# Buy PDF now, print later?



## Cheiromancer (Jun 11, 2005)

I've heard that there are still revisions to be made to Elements of Magic, Revised.  So while I would like to order the PDF + Print version now, I would rather wait on the print version and have it be the final version.  Or at least more final than it is now.

The PDF costs 9.95 on RPG Now, and the PDF + Print costs 17.95

If I buy the PDF now, do I get a credit on the PDF + Print version later on?  If so, do I get the PDF price as a discount?

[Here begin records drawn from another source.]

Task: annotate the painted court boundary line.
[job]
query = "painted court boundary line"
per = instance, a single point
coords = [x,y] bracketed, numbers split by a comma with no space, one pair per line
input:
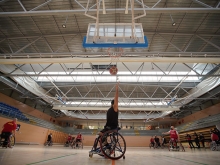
[50,159]
[186,160]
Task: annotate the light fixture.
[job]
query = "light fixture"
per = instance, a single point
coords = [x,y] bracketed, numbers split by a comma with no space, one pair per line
[173,23]
[64,25]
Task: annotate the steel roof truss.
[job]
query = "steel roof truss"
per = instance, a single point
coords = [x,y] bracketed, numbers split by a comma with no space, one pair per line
[41,5]
[208,42]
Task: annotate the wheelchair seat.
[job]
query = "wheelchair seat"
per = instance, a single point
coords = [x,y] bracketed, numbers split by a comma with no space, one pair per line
[112,145]
[10,142]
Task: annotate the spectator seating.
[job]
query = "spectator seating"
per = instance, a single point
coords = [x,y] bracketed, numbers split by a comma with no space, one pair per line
[201,123]
[12,112]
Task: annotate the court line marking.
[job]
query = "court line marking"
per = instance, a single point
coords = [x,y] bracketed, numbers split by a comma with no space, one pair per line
[50,159]
[186,160]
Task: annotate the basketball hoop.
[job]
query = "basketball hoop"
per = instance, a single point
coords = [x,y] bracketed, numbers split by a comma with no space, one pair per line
[115,53]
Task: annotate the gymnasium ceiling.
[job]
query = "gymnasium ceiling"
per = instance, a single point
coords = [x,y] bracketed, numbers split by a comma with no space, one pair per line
[176,75]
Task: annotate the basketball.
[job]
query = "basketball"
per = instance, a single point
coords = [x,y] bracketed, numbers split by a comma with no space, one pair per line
[113,70]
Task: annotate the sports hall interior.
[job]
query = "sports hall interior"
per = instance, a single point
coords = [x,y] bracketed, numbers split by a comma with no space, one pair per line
[53,83]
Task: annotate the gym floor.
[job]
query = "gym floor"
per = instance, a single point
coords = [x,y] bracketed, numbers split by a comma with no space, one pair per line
[59,155]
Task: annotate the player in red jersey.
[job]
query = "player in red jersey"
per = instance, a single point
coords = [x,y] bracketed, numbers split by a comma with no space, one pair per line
[174,136]
[8,129]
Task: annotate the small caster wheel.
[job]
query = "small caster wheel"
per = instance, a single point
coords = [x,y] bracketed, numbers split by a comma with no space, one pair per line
[90,154]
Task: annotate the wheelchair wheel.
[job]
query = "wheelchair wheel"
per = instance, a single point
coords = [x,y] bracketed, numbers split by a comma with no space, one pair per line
[12,140]
[113,145]
[213,146]
[181,147]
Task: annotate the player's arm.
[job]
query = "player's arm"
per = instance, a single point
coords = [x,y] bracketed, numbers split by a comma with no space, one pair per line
[115,106]
[178,137]
[166,133]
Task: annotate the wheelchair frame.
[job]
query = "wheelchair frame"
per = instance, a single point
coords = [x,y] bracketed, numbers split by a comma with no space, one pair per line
[79,144]
[112,145]
[175,145]
[49,143]
[214,146]
[11,140]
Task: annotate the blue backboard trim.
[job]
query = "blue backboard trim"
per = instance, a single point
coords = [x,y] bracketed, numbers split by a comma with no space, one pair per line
[118,45]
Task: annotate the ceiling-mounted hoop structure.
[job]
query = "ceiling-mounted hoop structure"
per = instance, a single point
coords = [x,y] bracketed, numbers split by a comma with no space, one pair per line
[105,35]
[115,55]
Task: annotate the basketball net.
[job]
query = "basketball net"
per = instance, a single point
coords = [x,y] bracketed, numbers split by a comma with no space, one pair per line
[115,54]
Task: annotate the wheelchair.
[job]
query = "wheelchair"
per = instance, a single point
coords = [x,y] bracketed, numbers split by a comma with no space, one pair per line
[157,145]
[215,146]
[67,143]
[173,145]
[78,144]
[10,142]
[48,143]
[151,145]
[112,145]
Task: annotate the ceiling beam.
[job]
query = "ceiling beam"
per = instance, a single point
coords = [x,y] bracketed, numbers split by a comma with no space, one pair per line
[76,33]
[121,108]
[106,75]
[108,11]
[103,60]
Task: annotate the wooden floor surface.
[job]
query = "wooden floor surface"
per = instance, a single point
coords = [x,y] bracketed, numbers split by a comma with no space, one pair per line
[59,155]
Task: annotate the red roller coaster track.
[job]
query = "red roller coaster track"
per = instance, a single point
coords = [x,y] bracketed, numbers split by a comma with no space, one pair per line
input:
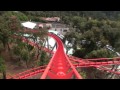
[60,66]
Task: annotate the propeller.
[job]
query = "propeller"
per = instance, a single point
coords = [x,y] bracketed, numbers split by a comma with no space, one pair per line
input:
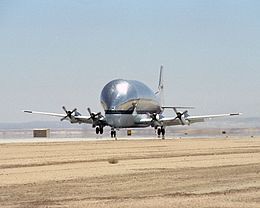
[155,118]
[68,113]
[179,115]
[94,116]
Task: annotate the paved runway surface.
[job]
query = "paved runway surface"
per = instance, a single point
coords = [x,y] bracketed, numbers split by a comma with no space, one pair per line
[222,172]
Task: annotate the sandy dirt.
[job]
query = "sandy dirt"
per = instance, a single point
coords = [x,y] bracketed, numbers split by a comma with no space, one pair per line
[132,173]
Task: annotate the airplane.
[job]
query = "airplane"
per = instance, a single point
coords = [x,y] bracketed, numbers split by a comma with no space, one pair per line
[132,104]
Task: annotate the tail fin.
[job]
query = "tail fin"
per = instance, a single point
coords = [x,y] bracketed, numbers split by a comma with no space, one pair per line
[160,92]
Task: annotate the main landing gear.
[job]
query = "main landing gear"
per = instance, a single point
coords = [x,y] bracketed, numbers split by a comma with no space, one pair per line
[161,131]
[113,133]
[99,130]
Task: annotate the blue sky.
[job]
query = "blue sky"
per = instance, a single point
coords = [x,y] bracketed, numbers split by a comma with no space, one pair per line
[55,53]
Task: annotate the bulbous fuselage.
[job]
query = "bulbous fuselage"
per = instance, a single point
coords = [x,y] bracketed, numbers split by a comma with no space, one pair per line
[120,98]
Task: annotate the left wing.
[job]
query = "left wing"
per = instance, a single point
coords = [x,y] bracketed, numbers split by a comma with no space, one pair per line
[181,118]
[171,121]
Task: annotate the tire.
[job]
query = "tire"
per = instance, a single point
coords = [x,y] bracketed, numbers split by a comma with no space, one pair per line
[97,130]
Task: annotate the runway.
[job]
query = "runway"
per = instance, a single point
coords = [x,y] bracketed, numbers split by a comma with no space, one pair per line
[221,172]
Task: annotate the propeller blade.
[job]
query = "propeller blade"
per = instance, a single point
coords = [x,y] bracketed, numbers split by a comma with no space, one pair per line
[89,111]
[68,113]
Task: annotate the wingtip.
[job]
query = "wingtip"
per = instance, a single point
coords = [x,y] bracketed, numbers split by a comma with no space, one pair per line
[236,114]
[26,111]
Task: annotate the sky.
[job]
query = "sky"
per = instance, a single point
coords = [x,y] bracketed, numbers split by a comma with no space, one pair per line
[55,53]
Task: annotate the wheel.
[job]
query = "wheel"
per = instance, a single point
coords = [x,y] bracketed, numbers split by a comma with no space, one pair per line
[159,131]
[163,131]
[97,130]
[101,130]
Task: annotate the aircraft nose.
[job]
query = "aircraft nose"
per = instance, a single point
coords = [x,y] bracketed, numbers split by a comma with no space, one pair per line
[116,93]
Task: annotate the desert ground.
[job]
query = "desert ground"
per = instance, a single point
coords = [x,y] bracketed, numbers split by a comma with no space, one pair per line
[221,172]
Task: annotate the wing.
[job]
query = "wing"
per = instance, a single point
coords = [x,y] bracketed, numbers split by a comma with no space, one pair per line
[172,121]
[195,119]
[73,119]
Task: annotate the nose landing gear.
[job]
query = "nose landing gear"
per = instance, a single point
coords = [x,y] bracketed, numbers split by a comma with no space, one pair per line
[161,131]
[99,130]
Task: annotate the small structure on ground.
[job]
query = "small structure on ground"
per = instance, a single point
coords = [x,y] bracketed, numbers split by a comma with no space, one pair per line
[44,133]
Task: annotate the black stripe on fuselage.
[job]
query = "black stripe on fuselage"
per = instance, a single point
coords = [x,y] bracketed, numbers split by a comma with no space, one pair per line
[125,112]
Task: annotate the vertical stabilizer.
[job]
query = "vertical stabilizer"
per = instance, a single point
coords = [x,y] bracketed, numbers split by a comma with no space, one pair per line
[160,92]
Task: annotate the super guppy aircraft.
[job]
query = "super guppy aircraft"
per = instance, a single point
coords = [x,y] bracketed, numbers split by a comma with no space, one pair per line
[132,104]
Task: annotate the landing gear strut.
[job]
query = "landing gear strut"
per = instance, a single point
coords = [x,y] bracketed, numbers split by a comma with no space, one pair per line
[161,131]
[113,133]
[99,130]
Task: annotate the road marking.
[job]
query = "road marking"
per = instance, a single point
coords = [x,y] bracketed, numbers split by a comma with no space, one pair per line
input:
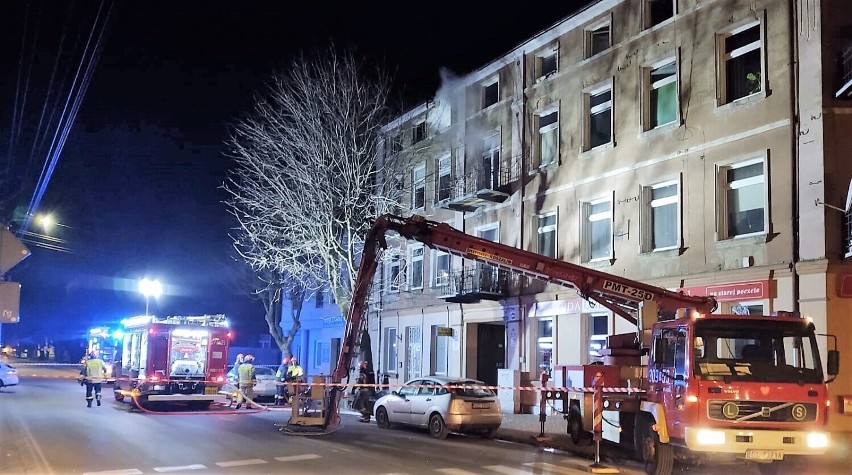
[555,468]
[506,470]
[128,471]
[180,468]
[238,463]
[296,458]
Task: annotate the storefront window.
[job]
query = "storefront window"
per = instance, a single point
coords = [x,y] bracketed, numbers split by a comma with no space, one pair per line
[544,346]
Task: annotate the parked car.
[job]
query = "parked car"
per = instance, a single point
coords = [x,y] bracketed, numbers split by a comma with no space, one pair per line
[264,388]
[442,405]
[8,375]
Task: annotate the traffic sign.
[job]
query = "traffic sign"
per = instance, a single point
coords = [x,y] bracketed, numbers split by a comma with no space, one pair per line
[10,298]
[12,251]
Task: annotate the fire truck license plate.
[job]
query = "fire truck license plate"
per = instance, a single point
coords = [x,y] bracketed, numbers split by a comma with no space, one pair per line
[759,454]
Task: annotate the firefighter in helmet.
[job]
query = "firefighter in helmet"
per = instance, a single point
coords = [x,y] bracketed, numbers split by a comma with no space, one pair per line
[280,378]
[247,380]
[93,372]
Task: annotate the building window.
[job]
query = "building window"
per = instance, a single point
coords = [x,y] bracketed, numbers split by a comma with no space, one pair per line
[418,187]
[548,138]
[662,216]
[742,199]
[490,94]
[547,63]
[443,180]
[419,132]
[440,345]
[740,63]
[544,347]
[658,11]
[598,229]
[441,265]
[599,115]
[415,267]
[547,234]
[661,94]
[598,39]
[599,326]
[491,161]
[390,346]
[393,273]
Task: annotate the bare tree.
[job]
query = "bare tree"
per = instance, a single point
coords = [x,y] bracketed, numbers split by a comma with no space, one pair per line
[304,186]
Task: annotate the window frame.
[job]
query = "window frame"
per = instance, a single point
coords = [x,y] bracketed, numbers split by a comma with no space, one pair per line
[648,86]
[545,229]
[723,58]
[590,110]
[443,168]
[723,186]
[553,127]
[647,12]
[486,86]
[418,186]
[586,227]
[647,217]
[591,32]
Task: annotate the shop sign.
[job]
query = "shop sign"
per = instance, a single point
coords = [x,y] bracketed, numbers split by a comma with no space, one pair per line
[732,292]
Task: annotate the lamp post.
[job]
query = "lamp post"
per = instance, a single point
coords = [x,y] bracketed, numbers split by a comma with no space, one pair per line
[150,288]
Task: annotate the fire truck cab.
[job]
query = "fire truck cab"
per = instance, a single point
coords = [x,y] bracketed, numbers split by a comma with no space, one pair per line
[177,359]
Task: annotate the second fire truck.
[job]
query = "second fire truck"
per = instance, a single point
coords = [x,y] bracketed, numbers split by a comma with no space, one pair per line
[177,359]
[701,385]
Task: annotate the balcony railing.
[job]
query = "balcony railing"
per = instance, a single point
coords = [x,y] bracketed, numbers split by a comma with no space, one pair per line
[475,283]
[482,187]
[845,72]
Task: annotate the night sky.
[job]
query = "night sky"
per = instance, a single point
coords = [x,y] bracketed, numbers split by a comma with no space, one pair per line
[137,183]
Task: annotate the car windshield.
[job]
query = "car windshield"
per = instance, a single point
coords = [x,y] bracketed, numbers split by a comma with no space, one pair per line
[470,388]
[753,351]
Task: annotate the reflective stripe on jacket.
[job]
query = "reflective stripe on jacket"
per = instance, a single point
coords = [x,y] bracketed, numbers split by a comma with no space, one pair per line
[246,373]
[95,370]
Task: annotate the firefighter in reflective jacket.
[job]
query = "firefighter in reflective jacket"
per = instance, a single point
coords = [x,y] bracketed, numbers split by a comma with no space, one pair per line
[247,381]
[94,371]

I have also heard that Lyceian Arcana will be compiled with the EoMR.  If I buy LA on PDF, can I get the compiled version at some future point with the PDF prices as a discount?


----------



## Cheiromancer (Jun 26, 2005)

I'm sure there is a reason why my questions have not been answered after two weeks on the front page.  Since I have seen Ranger Wickett and Hellhound post on this forum, I can't conclude that no one from EN Publishing forum browses the EN Publishing forum.  It seems unreasonable to conclude they have no knowledge about how EN Publishing products are priced and ordered.  Perhaps they read only the threads that they start?  That seems very odd, but not totally impossible.


----------



## Morrus (Jun 26, 2005)

RPGNow doesn't have the facility for that sort of arrangement as far as I know.


----------



## Cheiromancer (Jun 26, 2005)

Thanks, Morrus.  Any idea when the compiled versions of LA and EoMR will be out?


----------



## Morrus (Jun 26, 2005)

Cheiromancer said:
			
		

> Thanks, Morrus.  Any idea when the compiled versions of LA and EoMR will be out?




Honestly, no.  RW's currently working on a couple of EoM expansions/supplements.  I'm not entirely sure what his plans for the line are.  At present, though, a compiled version isn't "booked in" to the schedule - it's just a thought for the future.


----------